Die Würfel beim Blumenschmuckwettbewerb in der Innenstadt sind gefallen. Zusammen mit der Zweiten Bürgermeisterin Renate Schroff (SPD), dem Seniorchef der Gärtnerei Michael Gauch, Christian Kindler von der Förder- und Werbegemeinschaft sowie dem Heimatvereinsvorsitzenden Klaus-Peter Gäbelein wurde der Blumenschmuck in der Innenstadt, dem Steinweg, der Hinteren Gasse und auf dem Kirchenplatz unter die Lupe genommen.
"Eigentlich hätten alle einen Preis verdient", meinte Bürgermeisterin Schroff angesichts der tollen Blumenkästen.

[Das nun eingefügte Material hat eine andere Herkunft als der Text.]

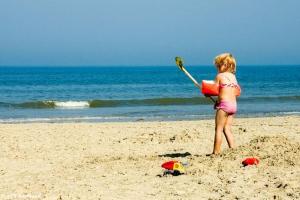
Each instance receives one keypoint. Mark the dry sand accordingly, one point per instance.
(122, 160)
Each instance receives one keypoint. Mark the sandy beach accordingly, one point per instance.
(123, 160)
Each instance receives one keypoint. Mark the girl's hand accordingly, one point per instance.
(216, 104)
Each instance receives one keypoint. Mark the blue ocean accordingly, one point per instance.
(97, 94)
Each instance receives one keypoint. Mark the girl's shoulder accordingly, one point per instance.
(226, 76)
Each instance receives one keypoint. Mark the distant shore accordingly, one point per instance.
(122, 160)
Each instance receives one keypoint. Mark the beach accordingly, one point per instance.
(122, 160)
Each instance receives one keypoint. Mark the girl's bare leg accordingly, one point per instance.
(227, 131)
(220, 120)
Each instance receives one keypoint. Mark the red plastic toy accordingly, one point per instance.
(250, 161)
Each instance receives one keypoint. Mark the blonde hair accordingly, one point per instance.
(227, 60)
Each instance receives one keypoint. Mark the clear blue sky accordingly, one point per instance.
(140, 32)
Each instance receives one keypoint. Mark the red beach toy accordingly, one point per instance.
(250, 161)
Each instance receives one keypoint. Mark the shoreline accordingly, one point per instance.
(108, 119)
(122, 160)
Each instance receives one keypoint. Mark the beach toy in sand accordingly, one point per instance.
(210, 88)
(173, 167)
(250, 161)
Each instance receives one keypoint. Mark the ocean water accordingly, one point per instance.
(63, 94)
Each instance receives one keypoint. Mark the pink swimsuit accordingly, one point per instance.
(229, 107)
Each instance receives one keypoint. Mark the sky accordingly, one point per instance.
(147, 33)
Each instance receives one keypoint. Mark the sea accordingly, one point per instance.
(138, 93)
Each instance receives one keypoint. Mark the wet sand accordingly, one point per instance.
(123, 160)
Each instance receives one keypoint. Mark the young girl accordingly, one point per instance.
(226, 103)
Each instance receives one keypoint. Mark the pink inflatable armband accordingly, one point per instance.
(210, 88)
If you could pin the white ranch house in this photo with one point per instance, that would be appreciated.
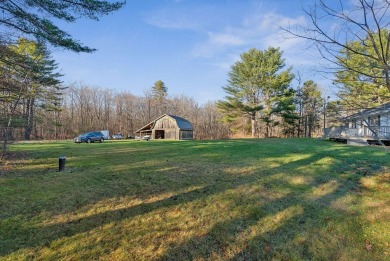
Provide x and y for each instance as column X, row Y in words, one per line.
column 364, row 124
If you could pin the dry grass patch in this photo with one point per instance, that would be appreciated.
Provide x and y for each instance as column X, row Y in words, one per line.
column 266, row 199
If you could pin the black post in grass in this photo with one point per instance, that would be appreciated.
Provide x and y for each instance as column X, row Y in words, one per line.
column 61, row 163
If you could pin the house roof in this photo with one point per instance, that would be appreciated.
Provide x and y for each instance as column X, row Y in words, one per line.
column 182, row 123
column 378, row 110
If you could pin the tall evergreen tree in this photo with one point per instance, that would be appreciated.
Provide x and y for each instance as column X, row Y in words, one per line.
column 256, row 83
column 36, row 18
column 159, row 90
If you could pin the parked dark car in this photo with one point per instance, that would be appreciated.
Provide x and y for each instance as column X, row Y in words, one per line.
column 90, row 137
column 117, row 136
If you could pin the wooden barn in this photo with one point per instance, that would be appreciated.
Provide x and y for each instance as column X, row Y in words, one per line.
column 168, row 127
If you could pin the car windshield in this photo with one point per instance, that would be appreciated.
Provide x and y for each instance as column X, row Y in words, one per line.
column 85, row 134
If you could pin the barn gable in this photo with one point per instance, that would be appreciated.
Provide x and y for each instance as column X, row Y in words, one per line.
column 168, row 127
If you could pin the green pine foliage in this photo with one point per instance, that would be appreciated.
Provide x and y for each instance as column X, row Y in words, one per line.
column 36, row 18
column 258, row 88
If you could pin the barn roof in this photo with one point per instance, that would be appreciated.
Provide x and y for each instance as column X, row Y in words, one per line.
column 182, row 123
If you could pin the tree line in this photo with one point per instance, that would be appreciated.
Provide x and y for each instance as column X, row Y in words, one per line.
column 260, row 98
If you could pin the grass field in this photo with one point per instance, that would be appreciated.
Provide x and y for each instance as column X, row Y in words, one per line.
column 266, row 199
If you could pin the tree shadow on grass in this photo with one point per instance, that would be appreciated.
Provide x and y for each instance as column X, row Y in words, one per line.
column 223, row 235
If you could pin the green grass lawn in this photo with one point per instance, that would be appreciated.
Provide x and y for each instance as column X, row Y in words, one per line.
column 265, row 199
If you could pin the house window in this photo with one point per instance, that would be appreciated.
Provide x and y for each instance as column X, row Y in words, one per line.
column 375, row 121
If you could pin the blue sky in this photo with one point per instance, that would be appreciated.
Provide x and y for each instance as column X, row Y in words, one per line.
column 188, row 44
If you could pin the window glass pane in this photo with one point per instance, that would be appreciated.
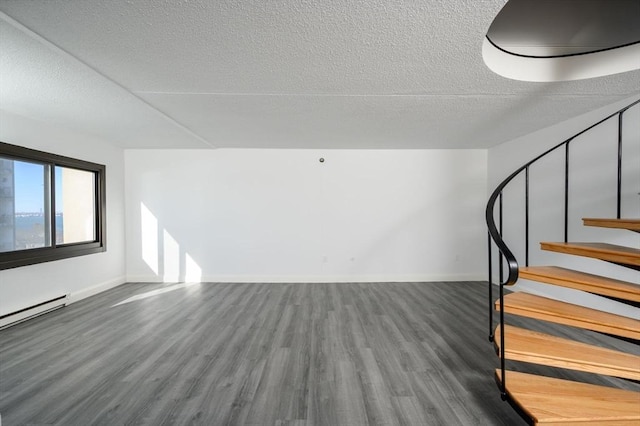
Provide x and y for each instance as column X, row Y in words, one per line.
column 23, row 205
column 75, row 201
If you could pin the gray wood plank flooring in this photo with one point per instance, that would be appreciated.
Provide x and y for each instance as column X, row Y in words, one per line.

Eine Vorauswahl mit letztendlich zwölf Anwesen traf Klaus-Peter Gäbelein, der aber nicht so richtig zufrieden war. So seien gerade in der Hauptstraße und insbesondere unterhalb des Fehnturms keine Blumen auf den Fensterbänken zu sehen. Was Gäbelein etwas wurmt: An vielen Fenstern im Obergeschoss sind Vorrichtungen für Blumenkästen angebracht: "Gerade an den schön hergerichteten Fachwerkhäusern würden blühende Pflanzen besonders gut zur Geltung kommen", meinte der Vorsitzende des Heimatvereins.
"Blumenschmuck vor den Häusern und an den Fenstern soll zur Verschönerung der Innenstadt beitragen. Deshalb werden alle Anwohner im Zentrum gebeten, sich an dieser Aktion zu beteiligen", lautete der Aufruf der Stadt. Die Jury begutachtete nun die geschmückten Fenster um eine Prämierung vornehmen zu können. Der Wettbewerb fand 2008 zum ersten Mal statt, den Gewinnern winken vier Gutscheine im Wert von je 50 Euro. Positiv aufgenommen wurde von der Jury, dass sich eine Reihe von Fassaden in neuer Farbe und renoviert präsentieren. "Wir haben in der Innenstadt eine Reihe von herrlichen Fassaden, aber leider auch noch Gebäude, die nicht so gut ins Bild passen", erklärte die Bürgermeisterin. Dazu kommen auch noch einige Bausünden aus den 70er-Jahren, wie Gäbelein etwas kritisch anmerkte. Aber die Fassaden waren beim Rundgang nicht das Kriterium. Die Augen der Jury richteten sich auf die Fensterfronten und deren Bepflanzung. Nach wie vor wünscht sich Gäbelein mehr Blumen in den Fenstern der Fachwerkhäuser, ihm ist aber auch klar, dass Häuser, Geschosse und Räume vermietet sind und deren Mieter keinen oder wenig Wert auf Blumenschmuck legen. Ausgewählt wurden in diesem Jahr wieder das Eiscafé "Cortina" am Marktplatz, das Wohnhaus der Familie Bedner und das Haus der Familie Graf in der Hinteren Gasse sowie der blühende Kirchenplatz, den Renate Schroff mit einer "Oase" verglich.